Menurut Sution Usman Adji, et al.,
pengangkutan[2]
tidak lain adalah perpindahan tempat, baik mengenai benda-benda maupun orang-orang,
karena perpindahan itu mutlak diperlukan untuk mencapai dan meninggikan manfaat
serta efesiensi.[3]
Hal serupa juga dikemukakan oleh H.M.N Purwosutjipto bahwa fungsi pengangkutan
adalah memindahkan barang atau orang dari suatu tempat ke tempat lain
dengan maksud untuk meningkatkan daya guna dan nilai.[4]
Dari rumusan tersebut, dapat kita
pahami bahwa orang merupakan satu dari objek pengangkutan. Dengan demikian,
segala yang terjadi dalam pengangkutan orang tersebut juga memiliki konsekuensi
yuridis. Misalnya, kecelakaan pengangkutan orang di jalan raya sehingga
mengakibatkan kerugian bagi penumpang. Sehingga dapat dipahami bahwa
pengangkutan orang merupakan pekerjaan tertentu yang memerlukan akan pekerjaan
itu dengan pemberian upah.[5]
Sehingga layaknya “perjanjian jual beli” pada umumnya, maka orang (penumpang)

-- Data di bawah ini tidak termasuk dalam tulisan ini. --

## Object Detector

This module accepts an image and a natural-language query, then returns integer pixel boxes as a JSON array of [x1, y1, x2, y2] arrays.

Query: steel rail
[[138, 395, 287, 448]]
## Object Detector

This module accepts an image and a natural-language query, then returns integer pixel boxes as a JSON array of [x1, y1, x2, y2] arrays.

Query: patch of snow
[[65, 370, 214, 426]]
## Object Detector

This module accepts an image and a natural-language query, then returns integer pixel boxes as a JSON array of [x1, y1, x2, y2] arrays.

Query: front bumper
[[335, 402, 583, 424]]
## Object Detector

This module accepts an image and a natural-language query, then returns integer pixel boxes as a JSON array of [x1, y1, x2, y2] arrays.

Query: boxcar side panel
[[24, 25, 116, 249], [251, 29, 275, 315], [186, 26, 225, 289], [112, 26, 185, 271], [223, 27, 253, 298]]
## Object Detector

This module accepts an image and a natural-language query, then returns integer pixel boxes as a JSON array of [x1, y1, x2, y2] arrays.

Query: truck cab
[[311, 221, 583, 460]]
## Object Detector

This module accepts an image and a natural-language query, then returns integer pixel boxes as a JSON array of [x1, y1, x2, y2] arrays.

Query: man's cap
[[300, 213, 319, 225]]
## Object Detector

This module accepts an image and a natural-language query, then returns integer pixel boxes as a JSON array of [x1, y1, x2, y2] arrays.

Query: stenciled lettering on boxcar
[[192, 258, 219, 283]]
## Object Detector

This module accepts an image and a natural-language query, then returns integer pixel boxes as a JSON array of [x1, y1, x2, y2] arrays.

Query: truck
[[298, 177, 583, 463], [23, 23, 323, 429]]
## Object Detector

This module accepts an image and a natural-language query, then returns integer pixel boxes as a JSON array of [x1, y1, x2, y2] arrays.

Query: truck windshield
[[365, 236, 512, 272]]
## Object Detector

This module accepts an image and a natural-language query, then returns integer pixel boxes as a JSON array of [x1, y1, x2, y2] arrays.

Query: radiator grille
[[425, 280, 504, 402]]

sebagai konsumen, wajib hukumnya untuk dilindungi.
Masalah kerugian bagi penumpang
ini, dapat dipahami secara tersirat dalam pengertian pengangkutan. Sehingga dapat
disimpulkan bahwa dalam perjanjian pengangkutan orang yang menjadi objeknya
ialah orang. Sehingga dalam hal ini, tugas pengangkut hanyalah membawa atau
mengangkut orang-orang itu sampai di tempat tujuan dan selamat.
Dengan demikian, kewajiban utama pengankut dalam pengangkutan orang khususnya
jalan raya adalah mengangkut orang (d.h.i penumpang) dengan selamat sampai
tujuan.
Konsekuensi yuridis dari hal
tersebut adalah pengangkut harus bertanggung jawab atas segala kerugian atau
luka-luka yang diderita oleh penumpang, yang disebabkan karena atau berhubung
dengan pengangkutan yang diselenggarakan itu, kecuali bila pengangkut dapat
mengdikulpir dirnya.[6]
Oleh karena itu, penumpang yang menderita kerugian itu dapat menuntut ganti
kerugian kepada pengangkut berdasarkan Pasal 1365 KUHPerdata.[7]
Namun, dalam praktek sehari-hari
sering kali adanya eksonerasi dari pengangkut terhadap peristiwa yang terjadi.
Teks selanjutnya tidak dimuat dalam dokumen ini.